Und meine Geschwister? Wo waren die denn bei all dem?
"Ach ihr Kinder ! Ihr wart mein Segen! Und mein Fluch zugleich!
Die Russen sind sehr kinderlieb. Sie hatten ihre eigenen Kleinen lange nicht mehr gesehen. 
Ihr seid so süß gewesen, damals. Das hat sie fasziniert.
Mama, mich gab es damals noch gar nicht. 
"Ja. Und ihr habt schnell gelernt! Habt sofort eure Ärmchen nach ihnen ausgestreckt, wenn sie ankamen. Und darüber haben sie mich manchmal vergessen, oder mich dann doch mehr als Mutter gesehen und nicht so als Frau."
Und der Fluch?
"Naja, ihr seid ward klein und habt geheult und mich gesucht, wenn ich mich versteckt hab. Und die Russen warn ja auch nicht blöd, gell?! Und wenn die mich gefunden haben, das war dann hart. Dann setzte es Schläge. Oder einmal, da haben sie einfach alles aus dem Fenster geworfen, alles, was sie greifen konnten. Geschirr, Bücher, Musikinstrumente, einfach alles. Und ich durfte es nicht wieder einsammeln."
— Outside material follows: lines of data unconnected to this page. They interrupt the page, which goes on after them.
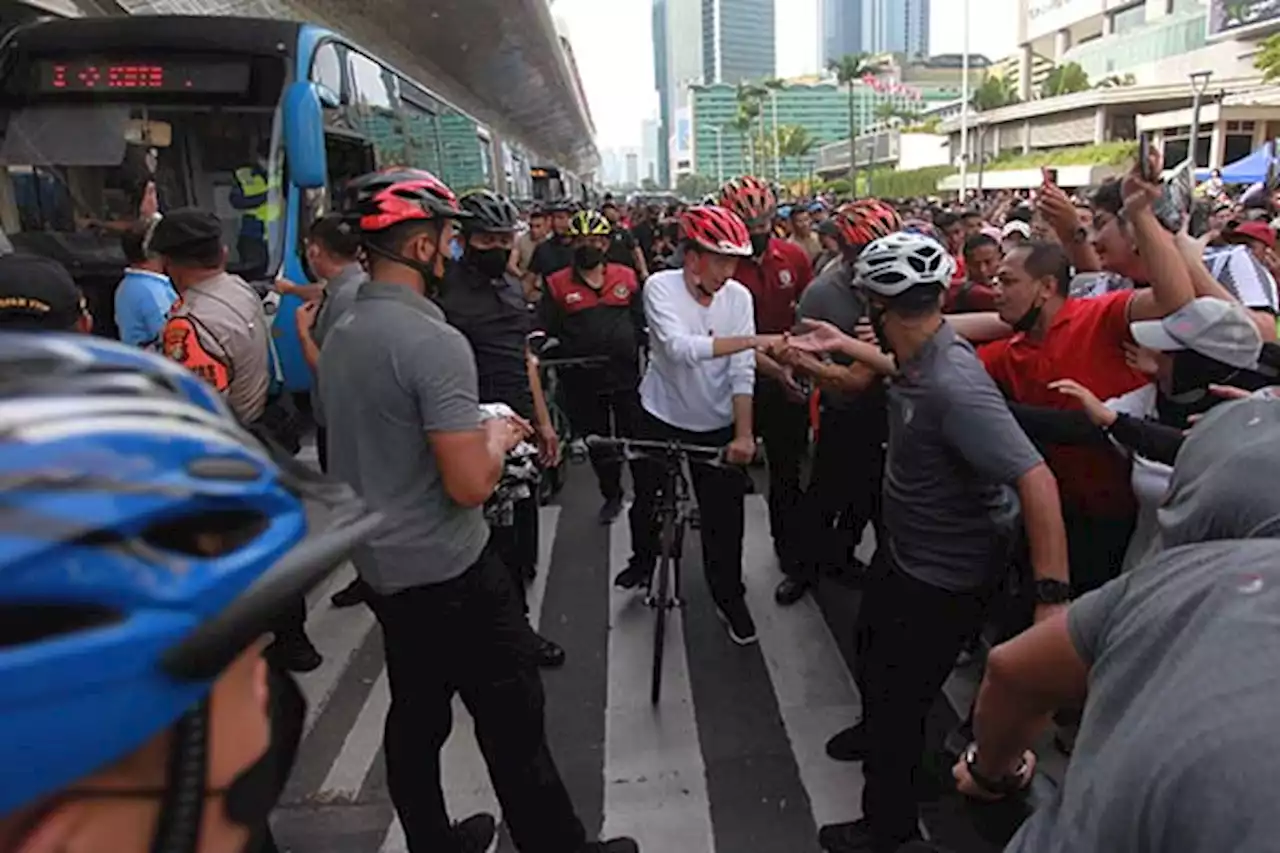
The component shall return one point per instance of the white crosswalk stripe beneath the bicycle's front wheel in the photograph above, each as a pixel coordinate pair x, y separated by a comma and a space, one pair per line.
655, 778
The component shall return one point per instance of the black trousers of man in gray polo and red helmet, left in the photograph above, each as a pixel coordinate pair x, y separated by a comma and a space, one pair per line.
465, 637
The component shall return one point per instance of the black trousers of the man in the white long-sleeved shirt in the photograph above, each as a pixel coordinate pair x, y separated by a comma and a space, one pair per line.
721, 496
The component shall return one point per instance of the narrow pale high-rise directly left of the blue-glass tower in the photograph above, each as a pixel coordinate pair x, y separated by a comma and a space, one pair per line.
678, 60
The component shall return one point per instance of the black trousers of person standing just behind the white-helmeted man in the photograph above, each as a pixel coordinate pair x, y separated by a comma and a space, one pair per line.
844, 492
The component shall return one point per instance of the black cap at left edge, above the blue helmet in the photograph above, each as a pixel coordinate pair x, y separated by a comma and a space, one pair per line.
38, 294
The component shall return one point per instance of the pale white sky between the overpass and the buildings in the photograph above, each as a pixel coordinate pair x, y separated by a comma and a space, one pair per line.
615, 52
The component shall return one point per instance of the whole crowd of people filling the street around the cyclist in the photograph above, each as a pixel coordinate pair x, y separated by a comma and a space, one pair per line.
1057, 414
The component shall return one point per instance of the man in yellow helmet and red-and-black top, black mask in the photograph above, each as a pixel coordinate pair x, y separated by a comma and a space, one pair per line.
595, 308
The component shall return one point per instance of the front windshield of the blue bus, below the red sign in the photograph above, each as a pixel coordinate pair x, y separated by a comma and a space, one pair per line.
79, 176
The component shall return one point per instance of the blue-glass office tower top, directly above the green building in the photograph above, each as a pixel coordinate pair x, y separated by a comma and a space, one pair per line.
738, 40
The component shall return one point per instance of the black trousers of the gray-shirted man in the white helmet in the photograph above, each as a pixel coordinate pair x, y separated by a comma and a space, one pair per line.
908, 637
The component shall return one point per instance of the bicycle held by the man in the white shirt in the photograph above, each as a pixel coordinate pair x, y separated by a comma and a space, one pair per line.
675, 512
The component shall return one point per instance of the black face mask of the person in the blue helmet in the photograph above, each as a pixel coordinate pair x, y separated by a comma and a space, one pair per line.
255, 792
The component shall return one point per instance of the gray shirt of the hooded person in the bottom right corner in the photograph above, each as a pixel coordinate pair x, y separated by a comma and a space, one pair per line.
1180, 746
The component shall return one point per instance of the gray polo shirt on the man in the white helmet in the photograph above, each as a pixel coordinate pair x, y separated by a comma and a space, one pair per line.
954, 453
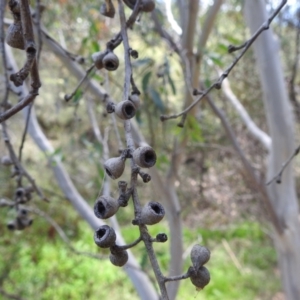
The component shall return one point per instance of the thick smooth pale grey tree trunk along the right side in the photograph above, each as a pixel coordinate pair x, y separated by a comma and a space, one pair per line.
281, 126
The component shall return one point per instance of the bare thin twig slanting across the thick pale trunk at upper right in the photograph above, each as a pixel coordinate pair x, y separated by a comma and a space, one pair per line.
218, 83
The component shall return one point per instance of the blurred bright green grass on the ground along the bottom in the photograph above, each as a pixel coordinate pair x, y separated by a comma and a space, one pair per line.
39, 266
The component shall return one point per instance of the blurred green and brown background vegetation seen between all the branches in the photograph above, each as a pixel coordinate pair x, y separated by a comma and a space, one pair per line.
218, 208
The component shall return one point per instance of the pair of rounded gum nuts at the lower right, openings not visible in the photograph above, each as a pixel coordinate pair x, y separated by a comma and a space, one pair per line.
200, 276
Mehr Details verrät sie nicht, meine Mutter. Und ihre Geschichte endet vor dem großen Fluss in meinem Heimatdorf, die Kinder rechts und links an der Hand:

"Ins Wasser wollte ich gehen, mit euch Beiden. Ich konnte nicht mehr. Aber irgendwas hielt mich davon ab, in letzter Sekunde.  Und heute weiß ich, wie sehr er stimmt , dieser Satz: Die Hoffnung stirbt zuletzt, denn sie hat uns alle drei gerettet."
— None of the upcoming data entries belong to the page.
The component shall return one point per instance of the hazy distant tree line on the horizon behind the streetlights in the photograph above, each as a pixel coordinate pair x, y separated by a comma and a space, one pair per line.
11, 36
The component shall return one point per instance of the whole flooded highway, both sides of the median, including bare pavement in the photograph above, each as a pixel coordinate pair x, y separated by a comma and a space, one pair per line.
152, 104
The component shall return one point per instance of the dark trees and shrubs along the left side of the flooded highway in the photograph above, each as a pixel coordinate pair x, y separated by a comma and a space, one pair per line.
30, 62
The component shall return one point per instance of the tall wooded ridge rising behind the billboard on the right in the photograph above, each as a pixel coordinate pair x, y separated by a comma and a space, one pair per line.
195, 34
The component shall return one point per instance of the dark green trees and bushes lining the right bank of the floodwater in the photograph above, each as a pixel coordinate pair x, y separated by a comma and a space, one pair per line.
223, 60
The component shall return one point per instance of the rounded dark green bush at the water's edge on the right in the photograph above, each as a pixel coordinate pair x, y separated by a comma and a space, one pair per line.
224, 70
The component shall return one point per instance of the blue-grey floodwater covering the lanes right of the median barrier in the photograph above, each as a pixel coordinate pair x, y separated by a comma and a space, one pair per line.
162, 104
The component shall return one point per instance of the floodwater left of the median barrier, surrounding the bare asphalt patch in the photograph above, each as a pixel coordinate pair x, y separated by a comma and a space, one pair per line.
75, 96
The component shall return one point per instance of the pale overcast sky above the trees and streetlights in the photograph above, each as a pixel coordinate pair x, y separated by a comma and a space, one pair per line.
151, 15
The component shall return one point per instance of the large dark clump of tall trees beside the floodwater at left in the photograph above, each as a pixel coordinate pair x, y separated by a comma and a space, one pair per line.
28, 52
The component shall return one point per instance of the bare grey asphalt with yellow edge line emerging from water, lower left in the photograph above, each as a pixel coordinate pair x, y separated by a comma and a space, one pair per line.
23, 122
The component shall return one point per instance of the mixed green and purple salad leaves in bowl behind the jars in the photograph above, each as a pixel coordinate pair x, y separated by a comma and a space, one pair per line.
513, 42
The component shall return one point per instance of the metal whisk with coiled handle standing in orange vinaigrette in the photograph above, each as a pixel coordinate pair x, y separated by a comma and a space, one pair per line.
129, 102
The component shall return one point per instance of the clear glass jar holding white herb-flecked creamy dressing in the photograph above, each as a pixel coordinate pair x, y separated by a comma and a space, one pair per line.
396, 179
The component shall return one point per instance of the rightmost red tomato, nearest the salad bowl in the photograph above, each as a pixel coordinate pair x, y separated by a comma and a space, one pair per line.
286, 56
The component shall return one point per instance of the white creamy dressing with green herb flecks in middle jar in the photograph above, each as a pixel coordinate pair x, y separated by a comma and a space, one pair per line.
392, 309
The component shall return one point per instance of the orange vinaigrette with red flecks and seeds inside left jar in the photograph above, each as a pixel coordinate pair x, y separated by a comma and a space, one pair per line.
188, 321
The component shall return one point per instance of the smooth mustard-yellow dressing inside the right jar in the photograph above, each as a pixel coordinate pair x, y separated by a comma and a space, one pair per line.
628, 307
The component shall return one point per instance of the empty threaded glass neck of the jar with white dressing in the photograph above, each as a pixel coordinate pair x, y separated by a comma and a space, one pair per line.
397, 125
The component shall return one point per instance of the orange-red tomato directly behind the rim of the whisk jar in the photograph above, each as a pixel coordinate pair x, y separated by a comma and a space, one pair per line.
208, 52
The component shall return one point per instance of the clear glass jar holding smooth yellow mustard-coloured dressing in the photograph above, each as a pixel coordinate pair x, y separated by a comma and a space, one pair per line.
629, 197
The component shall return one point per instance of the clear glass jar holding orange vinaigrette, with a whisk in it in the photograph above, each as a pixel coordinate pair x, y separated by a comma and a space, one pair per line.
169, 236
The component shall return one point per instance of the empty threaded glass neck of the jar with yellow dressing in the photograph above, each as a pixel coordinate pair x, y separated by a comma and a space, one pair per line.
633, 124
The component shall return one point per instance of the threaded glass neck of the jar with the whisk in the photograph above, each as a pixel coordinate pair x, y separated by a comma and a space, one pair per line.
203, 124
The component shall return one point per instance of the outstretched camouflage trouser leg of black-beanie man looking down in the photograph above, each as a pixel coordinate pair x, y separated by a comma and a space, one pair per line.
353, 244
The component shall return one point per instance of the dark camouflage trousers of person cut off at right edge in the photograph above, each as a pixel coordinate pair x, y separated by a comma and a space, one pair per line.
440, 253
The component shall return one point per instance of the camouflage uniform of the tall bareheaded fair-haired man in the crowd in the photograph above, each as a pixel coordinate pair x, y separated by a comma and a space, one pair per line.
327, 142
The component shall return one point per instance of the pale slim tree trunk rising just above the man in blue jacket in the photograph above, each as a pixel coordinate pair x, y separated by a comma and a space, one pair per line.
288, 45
Es ist gut, dass sie verschwimmt, die Erinnerung. Waren es drei Kinder damals, oder schon vier Kinder, oder erst zwei? Es ist unwichtig, heute, wenn sie erzählt, meine Mutter. 

Hierzu:
  • Anonyma: Eine Frau in Berlin. Tagebuchaufzeichnungen vom 20. April bis 22. Juni 1945. Frankfurt am Main 2003.
  • Biallas, L.: Ich war Kriegsbeute "Komm, Frau, raboti". Augsburg 2012.
  • Brownmiller, S.: Gegen unseren Willen. Vergewaltigung und Männerherrschaft. Frankfurt am Main 1978.
  • Eichhorn, S. & Kuwert, PH.: Das Geheimnis unserer Großmütter. Giessen 2011.
  • Sander H. & John B. (Hrsg.): BeFreier und Befreite: Krieg, Vergewaltigung, Kinder. Frankfurt am Main 2008. Dazu der Film.
  • Stiglmayer, A.: Massenvergewaltigung: Krieg gegen Frauen.  Freiburg i.Br. 1993.